There’s an old piece of advice given to lawyers and other debaters, not less practically acute than it is morally shabby: “If you can’t prove what you want to prove, prove something else and pretend it’s the same. “
The diehard few who are trying to confuse the public about whether Valerie Plame was a covert intelligence officer, and whether publishing that fact was therefore unpatriotic (certainly) and criminal (probably) seem to have that advice down pat.
She was covert [*], and there’s no way to prove that she wasn’t. But it’s easy to show that her name, and the name of her cover employer, weren’t secret. So the slime-and-defend brigade keeps insisting on those facts, which no one ever doubted, as if that proved something.
Just to repeat the obvious:
What was secret about Valerie Plame and her putative employer was that she was a CIA officer and her putative employer was a CIA front. There was nothing indiscreet or insecure about her husband listing his wife’s name in his biography, or about “Valerie Wilson” listing her employer’s name on her campaign contribution forms. The security violation, and the crime, was connecting either of those names with the CIA.

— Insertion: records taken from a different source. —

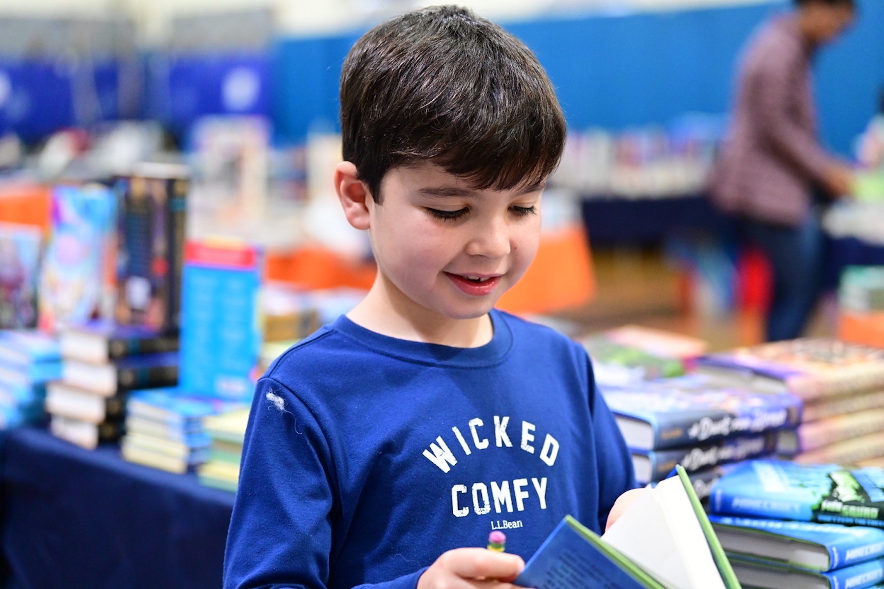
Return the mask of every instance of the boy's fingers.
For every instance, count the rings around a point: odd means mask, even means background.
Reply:
[[[448,570],[463,578],[514,578],[525,568],[521,556],[486,548],[457,548],[445,557]]]

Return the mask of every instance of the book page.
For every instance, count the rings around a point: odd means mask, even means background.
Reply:
[[[602,539],[667,585],[725,587],[678,477],[642,494]]]

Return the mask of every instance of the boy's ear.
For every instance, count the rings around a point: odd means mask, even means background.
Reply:
[[[339,163],[334,170],[334,187],[349,223],[356,229],[369,229],[371,193],[356,177],[356,166],[350,162]]]

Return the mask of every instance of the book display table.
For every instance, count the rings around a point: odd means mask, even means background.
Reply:
[[[221,586],[232,493],[42,429],[0,443],[0,586]]]

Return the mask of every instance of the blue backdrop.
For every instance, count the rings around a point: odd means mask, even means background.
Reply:
[[[816,68],[824,141],[850,155],[884,87],[884,2],[858,0],[856,26],[825,48]],[[547,18],[504,23],[537,55],[568,124],[613,130],[667,124],[688,111],[725,113],[740,50],[773,3],[726,8]],[[273,118],[296,141],[338,120],[338,78],[360,32],[281,39],[274,49]]]

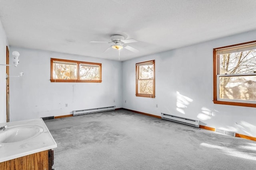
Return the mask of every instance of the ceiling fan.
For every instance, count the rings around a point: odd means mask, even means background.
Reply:
[[[124,48],[132,51],[134,53],[138,53],[139,51],[136,49],[133,48],[126,45],[128,43],[136,43],[138,42],[134,39],[124,39],[124,37],[122,35],[114,35],[110,37],[110,41],[109,42],[105,41],[90,41],[90,43],[112,43],[112,45],[108,48],[104,52],[106,51],[108,49],[112,48],[114,49],[117,49],[118,51],[120,50],[123,48]],[[120,51],[119,51],[120,52]]]

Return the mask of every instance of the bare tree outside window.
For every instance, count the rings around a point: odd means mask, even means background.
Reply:
[[[220,55],[220,74],[256,71],[256,49]],[[256,101],[256,75],[220,77],[220,98]]]
[[[213,49],[213,102],[256,107],[256,41]]]
[[[154,61],[136,64],[136,96],[154,98]]]

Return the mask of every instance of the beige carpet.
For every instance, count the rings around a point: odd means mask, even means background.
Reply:
[[[254,141],[127,111],[45,123],[55,170],[256,169]]]

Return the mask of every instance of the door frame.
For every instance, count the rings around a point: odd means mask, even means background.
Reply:
[[[6,46],[6,64],[9,65],[9,49],[8,46]],[[6,66],[6,74],[9,75],[9,66]],[[6,78],[6,122],[10,121],[10,106],[9,98],[10,96],[10,82],[8,76]]]

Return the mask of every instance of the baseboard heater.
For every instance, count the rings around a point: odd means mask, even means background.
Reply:
[[[103,111],[114,110],[116,106],[105,107],[104,107],[96,108],[95,109],[85,109],[84,110],[74,110],[73,111],[73,115],[84,115],[85,114],[92,113],[94,113],[102,112]]]
[[[168,115],[167,114],[161,113],[161,117],[163,119],[170,120],[171,121],[175,121],[190,126],[199,127],[200,121],[199,120],[193,120],[190,119],[185,118],[184,117],[179,117],[178,116],[174,116],[173,115]]]

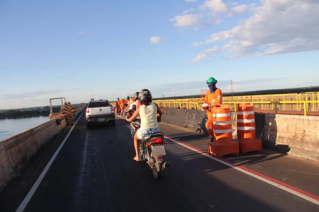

Another trap laid by the slime-and-defenders, one into which I admit to having fallen, is assuming that “Valerie Plame” was Ms. Wilson’s “workname,” or that, if it was, it was her only workname. We know that she was “Valerie Wilson” socially and “Valerie Plame” for some professional purposes. But that doesn’t mean she wasn’t “Julia Jane Pforzenheimer” at other times and places. Still, whoever knows that “Valerie Plame” names a CIA officer and that “Brewster-Jennings” names a CIA front knows a lot more than it is healthy for this country for anyone outside the Company ever to have known.
Is that clear, Mr. Limbaugh? Or would you like it explained again, in shorter words?